The key objectives of the visit were:

  • Determining the geographical location of Kiandutu slums.
  • Finding out the approximate size of Kiandutu slums.
  • Assessing the sanitary conditions in the area
  • Interacting with the community leaders and locals.
  • Investigating on the hygiene-related diseases in the area from Kiandutu Health Centre.

NARRATION.

The visit was divided into 3 phases:

  1. Spot mapping on the sanitary conditions in  the area
  2. Interaction with community leaders and the locals.
  3. Hospital visit

PHASE 1: SPOT-MAPPING ON THE SANITARY CONDITIONS IN THE AREA           

The first stop was at Kiandutu Shopping Centre. Foul smell emanated from the raw sewage that lay adjacent to the roadside. This was a clear health hazard. Open hotels operated near the sewage with house flies buzzing over the food, a clear sign of contamination. The garbage was all over the muddy road with no designated garbage site in the region.

Fig 1.1: Sewage flowing at the center of a road within Kiandutu slums

Disposal of Excreta

The excreta disposal mechanisms in the area are poor. After assessment, no flush toilet was found in the area. There are very few latrines in relation to the population. Most of them are government-owned and cleaning does not take place. The few private ones are owned by individual households. The public land where the government latrines are built have been converted to dumping sites deteriorating their condition even more. Bathrooms are unheard off in most parts of the slums and most people prefer bathing inside their small houses. This makes the ground wet presenting a causative factor for respiratory tract diseases i.e. common cold and pneumonia among the children.

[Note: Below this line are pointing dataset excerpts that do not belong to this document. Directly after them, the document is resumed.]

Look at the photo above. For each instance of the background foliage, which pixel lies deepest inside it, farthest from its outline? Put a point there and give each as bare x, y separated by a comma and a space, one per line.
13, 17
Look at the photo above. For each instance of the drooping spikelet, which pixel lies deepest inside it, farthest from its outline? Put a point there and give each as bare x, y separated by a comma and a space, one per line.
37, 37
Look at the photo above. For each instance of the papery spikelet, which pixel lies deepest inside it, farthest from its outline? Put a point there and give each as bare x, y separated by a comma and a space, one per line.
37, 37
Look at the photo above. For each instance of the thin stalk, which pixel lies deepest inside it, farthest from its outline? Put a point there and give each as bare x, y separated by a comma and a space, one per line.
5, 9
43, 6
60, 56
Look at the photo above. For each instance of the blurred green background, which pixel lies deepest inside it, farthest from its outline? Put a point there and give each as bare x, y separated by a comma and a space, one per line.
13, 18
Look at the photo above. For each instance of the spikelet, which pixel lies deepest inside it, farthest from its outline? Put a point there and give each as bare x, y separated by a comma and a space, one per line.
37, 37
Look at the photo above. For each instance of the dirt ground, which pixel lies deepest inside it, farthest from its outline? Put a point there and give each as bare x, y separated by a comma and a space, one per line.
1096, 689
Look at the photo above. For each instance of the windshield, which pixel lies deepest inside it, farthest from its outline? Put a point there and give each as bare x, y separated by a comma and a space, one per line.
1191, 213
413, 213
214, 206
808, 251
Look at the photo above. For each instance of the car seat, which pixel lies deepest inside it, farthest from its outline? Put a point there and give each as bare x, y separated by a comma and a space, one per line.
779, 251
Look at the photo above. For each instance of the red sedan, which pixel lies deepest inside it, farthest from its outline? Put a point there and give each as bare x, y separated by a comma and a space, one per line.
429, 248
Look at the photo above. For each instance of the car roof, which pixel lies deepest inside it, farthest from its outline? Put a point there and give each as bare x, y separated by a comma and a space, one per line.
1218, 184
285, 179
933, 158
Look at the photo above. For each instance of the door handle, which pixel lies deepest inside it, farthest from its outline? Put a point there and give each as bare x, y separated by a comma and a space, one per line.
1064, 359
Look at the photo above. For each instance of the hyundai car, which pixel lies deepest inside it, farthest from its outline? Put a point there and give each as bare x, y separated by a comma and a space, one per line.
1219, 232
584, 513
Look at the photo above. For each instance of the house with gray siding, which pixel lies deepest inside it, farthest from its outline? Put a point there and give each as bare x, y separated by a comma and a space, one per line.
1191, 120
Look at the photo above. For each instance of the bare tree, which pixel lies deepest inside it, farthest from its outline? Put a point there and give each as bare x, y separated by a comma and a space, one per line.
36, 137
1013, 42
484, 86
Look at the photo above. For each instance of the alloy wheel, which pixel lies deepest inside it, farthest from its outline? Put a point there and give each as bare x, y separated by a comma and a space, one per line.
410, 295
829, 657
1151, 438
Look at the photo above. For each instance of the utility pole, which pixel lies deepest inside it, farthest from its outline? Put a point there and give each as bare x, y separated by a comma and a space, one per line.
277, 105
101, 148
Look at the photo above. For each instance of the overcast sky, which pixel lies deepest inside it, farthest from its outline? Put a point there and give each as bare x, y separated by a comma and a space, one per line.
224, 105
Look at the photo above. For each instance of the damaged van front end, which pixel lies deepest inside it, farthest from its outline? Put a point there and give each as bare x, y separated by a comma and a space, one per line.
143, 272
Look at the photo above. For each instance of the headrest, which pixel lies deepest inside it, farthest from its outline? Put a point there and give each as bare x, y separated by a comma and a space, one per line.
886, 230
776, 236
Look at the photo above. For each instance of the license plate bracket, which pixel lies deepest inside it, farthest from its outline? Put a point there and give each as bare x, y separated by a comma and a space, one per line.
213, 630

Availability of clean water

Water shortage is also a crisis in the area. Most of the households have to buy water from vendors. There is limited piping in the area and even in the areas where public water systems exist, there is frequent water shortage. As a result, water washed diseases are highly endemic in the area.

Fig 1.2: Government latrines surrounded by garbage waste and dirty presenting a major health hazard.

Housing

Majority of the population in the area live in shanties made of mud, tins, cards and corrugated iron sheets. The houses are clustered together with about 10 families living in one cluster. Most of the houses lack proper sewage systems, waste disposal units and water. Lack of home compounds and public playgrounds has resulted to children playing on the road adjacent to the sewage. These practices are prone to contamination and increased infection transmission rate.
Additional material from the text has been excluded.